2 - question if you still need this field. I remember in the old days people (including myself) having fields with “exploded keys” to mach a “or” relationship. This kind of old (and now useless) techniques can result in very “heavy” records
3 - if you still need them, move these fields to another table with a 1 to 1 relationship, except if you need to display them on a list layout (in this case, the sluggishness of scroll with related records would be worse than the current situation)
Relationships that are more than two hops away will cause delays - especially in calculations. Even the second hop should be avoided if you can.
Avoid field indexing as much as possible to reduce file bloat (and data transfer). Turn auto-indexing off. Turn on indexing for the few fields that need it.
A way to connect tables directly to the parent is to use an X join between them. We use a calculation field ( the calculation is simply 1, as a number ) on both sides. In the portal we use filters. This is flexible and can be much quicker than dragging data across multiple joins.
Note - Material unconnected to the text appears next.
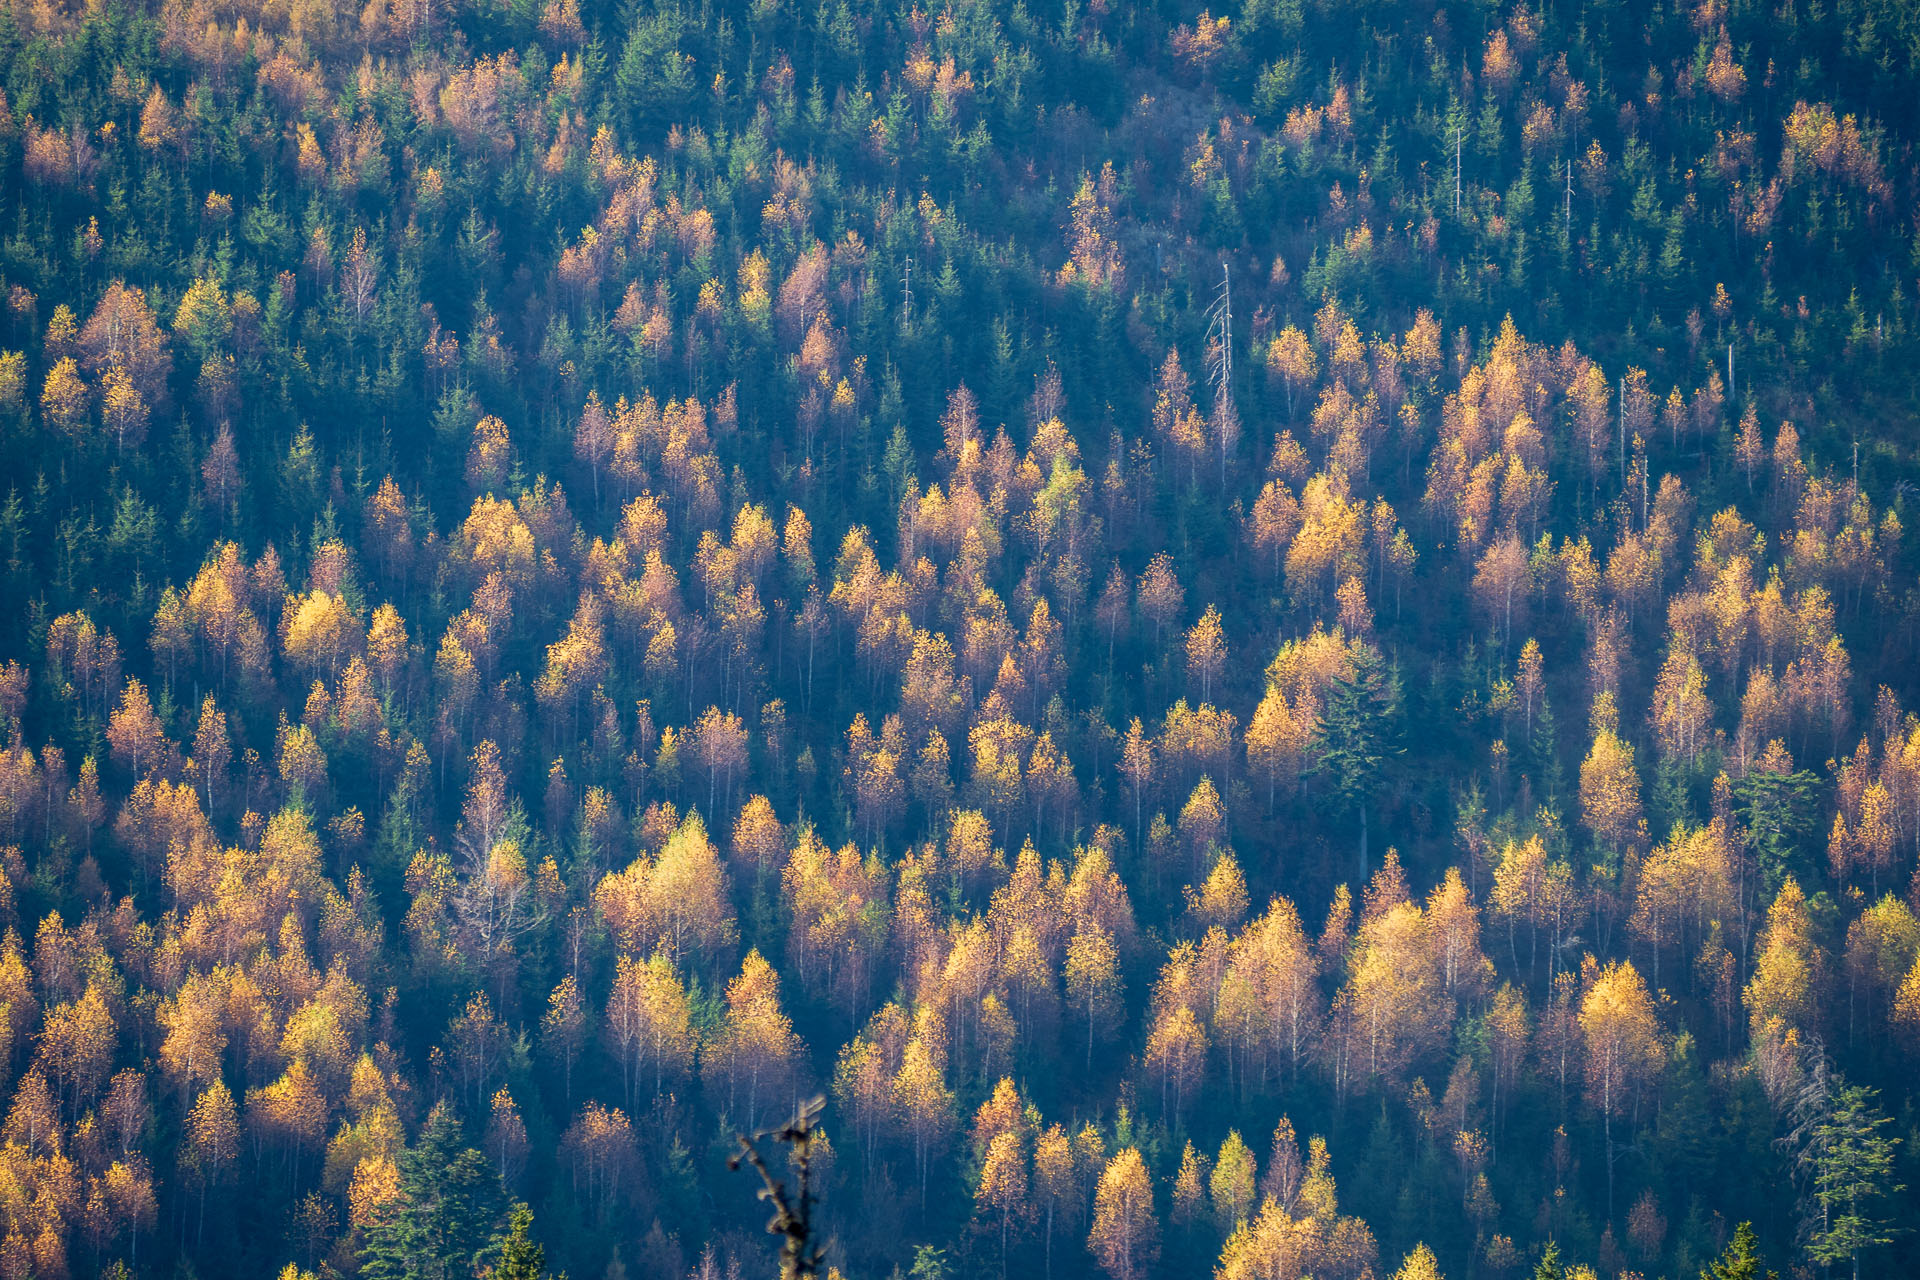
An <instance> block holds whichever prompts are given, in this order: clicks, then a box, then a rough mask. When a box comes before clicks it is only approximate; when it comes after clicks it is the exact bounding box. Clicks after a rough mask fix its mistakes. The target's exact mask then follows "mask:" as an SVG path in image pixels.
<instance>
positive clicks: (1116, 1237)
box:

As far as I know dragging an object to the side doesn’t prevent it from being rendered. Only deleting it makes sure it’s not rendered any more. But I’m not quite sure.
I keep forgetting whether objects are rendered in a register or on a slider even though they are not currently visible. But I think they are, right? Maybe someone can shed some light on this.
As far as I am aware, components on the right side are not evaluated, only components that are visible on screen get rendered/evaluated. Same applies for things in tabs that are in the visible part of screen, they only get evaluated when first viewed or referenced.
Having said that, scripts can access components off to the side, e.g. for inserting into a container, or querying a layout objects content and so on, the act of referencing them in a script forces them to evaluate at that moment.
Another thing to look for is record-level privileges on the table. If you have a calculated condition determine record access, then this calculation will need to be evaluated for each record. Calculation would take longer if it referenced anything related. Note too when you go to a layout, first 25 records are downloaded/cached (50 in table/list view) so it may be 25 record-level calculations are evaluating.